The stakes are high, since the failure of 10 months of talks would carry the risk of a fresh regional war and the imposition of additional harsh sanctions on Iran by the West.

Iran’s foreign ministry spokesman identified the remaining outstanding issues as: the extent to which sanctions would be rolled back, providing guarantees that the United States will not quit the pact again, and resolving questions over uranium traces found at several old but undeclared sites in Iran.

All parties involved in the talks say progress has been made toward the restoration of the pact to curb Tehran’s nuclear program in exchange for sanctions relief, which the United States abandoned in 2018. But both Tehran and Washington have cautioned there are still some significant differences to overcome.

“Reaching a good deal is possible … three key issues still remain to be resolved. The U.S. and European powers have not taken political decisions on these major issues,” Iran’s Foreign Ministry spokesperson Saeed Khatibzadeh told a weekly news conference.

France’s foreign ministry said on Monday that it was urgent to conclude the talks this week.

Iran’s lead nuclear negotiator Ali Bagheri Kani, who flew to Tehran last week for consultations about the final draft of the deal, met the European Union’s Enrique Mora, who coordinates the talks in Vienna, on Monday.

Two sources close to the talks in Vienna said that Iran had submitted new demands, while continuing to insist on existing ones, including the removal of a U.S. foreign terrorist organization (FTO) designation against Iran’s elite Revolutionary Guards (IRGC).

“Iran’s stance after Bagheri’s trip to Tehran has become even more uncompromising …. they now insist on removal of sanctions on the IRGC and want to open issues that had already been agreed,” one of the sources said.

Iran has previously said that removing the Guards from the terrorism list was under discussion. Iranian officials did not immediately respond to a request for comment on the matter.


Diplomats said the negotiations have entered a crucial stage, given Iran’s uncompromising policy in the talks and the other parties’ involvement in the crisis over Ukraine.

“It is now or never. If they cannot reach a deal this week, the talks will collapse forever,” said an Iranian diplomat in Tehran.

Ali Vaez, senior Iran analyst at the International Crisis Group, agreed.

“If the talks collapse this week, neither the JCPOA nor the P5+1 (six countries involved in the talks) are likely to survive” he told Reuters, referring to the Joint Comprehensive Plan of Action, the formal name for the 2015 nuclear deal between Iran and world powers.

The Guards is a powerful faction in Iran that controls a business empire as well as elite armed forces and intelligence services.

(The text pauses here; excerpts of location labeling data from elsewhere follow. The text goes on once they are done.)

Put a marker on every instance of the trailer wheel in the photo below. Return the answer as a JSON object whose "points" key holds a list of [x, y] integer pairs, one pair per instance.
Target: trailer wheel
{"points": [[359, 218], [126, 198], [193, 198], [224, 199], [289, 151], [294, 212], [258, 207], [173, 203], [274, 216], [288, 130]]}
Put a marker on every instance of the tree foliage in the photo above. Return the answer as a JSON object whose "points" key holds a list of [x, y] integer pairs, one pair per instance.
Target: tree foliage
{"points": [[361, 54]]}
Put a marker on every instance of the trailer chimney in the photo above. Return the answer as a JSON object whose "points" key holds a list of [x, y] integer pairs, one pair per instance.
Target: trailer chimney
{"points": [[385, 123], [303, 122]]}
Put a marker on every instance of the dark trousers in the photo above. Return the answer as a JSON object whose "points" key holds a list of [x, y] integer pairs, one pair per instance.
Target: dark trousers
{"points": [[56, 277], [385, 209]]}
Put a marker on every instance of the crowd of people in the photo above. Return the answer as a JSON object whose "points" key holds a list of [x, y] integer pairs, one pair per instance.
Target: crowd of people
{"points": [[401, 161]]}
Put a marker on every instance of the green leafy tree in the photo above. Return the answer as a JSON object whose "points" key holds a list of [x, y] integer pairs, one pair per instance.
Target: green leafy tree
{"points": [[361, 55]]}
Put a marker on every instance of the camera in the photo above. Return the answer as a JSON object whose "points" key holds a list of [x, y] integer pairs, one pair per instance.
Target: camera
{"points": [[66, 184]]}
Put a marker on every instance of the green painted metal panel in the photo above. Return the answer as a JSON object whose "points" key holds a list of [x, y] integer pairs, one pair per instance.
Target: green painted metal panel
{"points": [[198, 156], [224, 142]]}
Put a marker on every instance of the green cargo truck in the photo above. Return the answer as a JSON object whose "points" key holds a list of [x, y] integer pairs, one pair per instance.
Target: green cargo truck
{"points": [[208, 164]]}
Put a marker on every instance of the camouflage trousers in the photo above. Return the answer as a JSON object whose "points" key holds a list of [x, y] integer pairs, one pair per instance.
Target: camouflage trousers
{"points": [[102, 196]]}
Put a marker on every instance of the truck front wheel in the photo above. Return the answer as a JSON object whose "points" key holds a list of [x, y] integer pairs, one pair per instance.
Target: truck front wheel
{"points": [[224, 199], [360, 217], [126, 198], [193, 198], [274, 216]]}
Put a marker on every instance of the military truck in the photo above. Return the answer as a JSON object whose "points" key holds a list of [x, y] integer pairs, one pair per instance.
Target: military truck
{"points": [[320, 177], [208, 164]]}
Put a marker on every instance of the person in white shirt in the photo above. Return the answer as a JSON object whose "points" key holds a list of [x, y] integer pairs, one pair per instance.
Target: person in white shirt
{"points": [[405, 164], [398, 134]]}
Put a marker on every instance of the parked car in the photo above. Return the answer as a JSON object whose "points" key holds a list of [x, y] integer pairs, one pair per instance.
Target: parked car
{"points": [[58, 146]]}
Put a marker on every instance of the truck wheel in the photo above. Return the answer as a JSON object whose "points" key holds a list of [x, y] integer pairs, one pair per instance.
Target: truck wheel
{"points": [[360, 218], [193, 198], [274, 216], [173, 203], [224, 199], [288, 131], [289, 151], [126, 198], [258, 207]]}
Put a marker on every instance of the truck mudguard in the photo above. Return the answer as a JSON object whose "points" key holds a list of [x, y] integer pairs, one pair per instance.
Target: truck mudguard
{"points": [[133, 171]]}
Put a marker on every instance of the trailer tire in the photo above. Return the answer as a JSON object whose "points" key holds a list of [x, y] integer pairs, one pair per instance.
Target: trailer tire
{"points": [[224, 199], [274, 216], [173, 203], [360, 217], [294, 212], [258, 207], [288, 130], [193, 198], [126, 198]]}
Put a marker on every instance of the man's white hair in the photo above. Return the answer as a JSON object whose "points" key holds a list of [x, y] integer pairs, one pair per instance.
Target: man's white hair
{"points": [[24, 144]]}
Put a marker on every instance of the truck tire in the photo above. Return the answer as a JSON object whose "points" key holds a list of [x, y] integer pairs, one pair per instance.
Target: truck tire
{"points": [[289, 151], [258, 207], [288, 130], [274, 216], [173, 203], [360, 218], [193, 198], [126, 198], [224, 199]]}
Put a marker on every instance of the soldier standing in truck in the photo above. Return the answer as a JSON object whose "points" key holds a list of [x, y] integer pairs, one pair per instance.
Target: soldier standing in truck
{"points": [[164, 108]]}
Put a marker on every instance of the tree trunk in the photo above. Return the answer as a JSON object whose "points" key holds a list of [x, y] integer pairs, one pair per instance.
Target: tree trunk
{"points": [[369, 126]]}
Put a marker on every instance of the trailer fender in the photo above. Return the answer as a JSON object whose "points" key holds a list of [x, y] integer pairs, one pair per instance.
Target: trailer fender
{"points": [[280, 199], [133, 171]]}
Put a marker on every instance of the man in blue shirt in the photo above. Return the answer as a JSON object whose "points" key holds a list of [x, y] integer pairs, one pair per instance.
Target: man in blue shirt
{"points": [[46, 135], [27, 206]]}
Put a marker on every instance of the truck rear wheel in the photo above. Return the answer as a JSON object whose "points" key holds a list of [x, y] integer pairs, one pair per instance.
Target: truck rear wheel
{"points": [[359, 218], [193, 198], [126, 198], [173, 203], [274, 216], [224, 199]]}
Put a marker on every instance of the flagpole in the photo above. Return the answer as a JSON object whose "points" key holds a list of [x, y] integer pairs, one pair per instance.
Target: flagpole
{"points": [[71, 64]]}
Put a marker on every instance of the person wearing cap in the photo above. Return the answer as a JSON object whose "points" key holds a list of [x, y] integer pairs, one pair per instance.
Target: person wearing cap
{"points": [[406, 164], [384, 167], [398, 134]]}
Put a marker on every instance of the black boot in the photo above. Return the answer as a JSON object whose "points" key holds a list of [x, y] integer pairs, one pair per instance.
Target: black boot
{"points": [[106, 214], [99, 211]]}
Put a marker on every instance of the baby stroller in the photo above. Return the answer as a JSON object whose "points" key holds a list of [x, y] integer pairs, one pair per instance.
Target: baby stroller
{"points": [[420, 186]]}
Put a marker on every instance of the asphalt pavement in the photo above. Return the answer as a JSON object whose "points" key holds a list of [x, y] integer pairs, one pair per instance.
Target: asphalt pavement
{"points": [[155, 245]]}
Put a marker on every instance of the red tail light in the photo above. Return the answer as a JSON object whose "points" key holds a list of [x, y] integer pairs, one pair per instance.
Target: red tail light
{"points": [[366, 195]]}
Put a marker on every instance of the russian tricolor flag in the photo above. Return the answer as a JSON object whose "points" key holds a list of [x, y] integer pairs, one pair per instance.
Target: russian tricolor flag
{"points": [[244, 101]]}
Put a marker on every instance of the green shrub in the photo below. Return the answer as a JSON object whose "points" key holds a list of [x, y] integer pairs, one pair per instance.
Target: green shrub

Dozens of its commanders have high-ranking positions in hardline President Ebrahim Raisi’s government.

The FTO designation of the Guards by Washington in 2019, which was the first time the United States had formally labelled part of another sovereign government as a terrorist group, has caused further problems for Iran’s sanction-hit economy.

Tehran also insists the International Atomic Energy Agency (IAEA) drop its claims about Tehran’s nuclear work, objecting to an assertion by the U.N. nuclear watchdog last year that Tehran had failed to fully explain the presence of uranium traces found at several undeclared sites.

“We have answered the agency’s questions. But instead of closing the politically-motivated case, they are using it to gain leverage in the talks,” said an Iranian official in Tehran.

Iran’s arch foe Israel has pushed for a tough policy if diplomacy fails to rein in Iran’s nuclear work. Tehran has warned of a “crushing” response if attacked.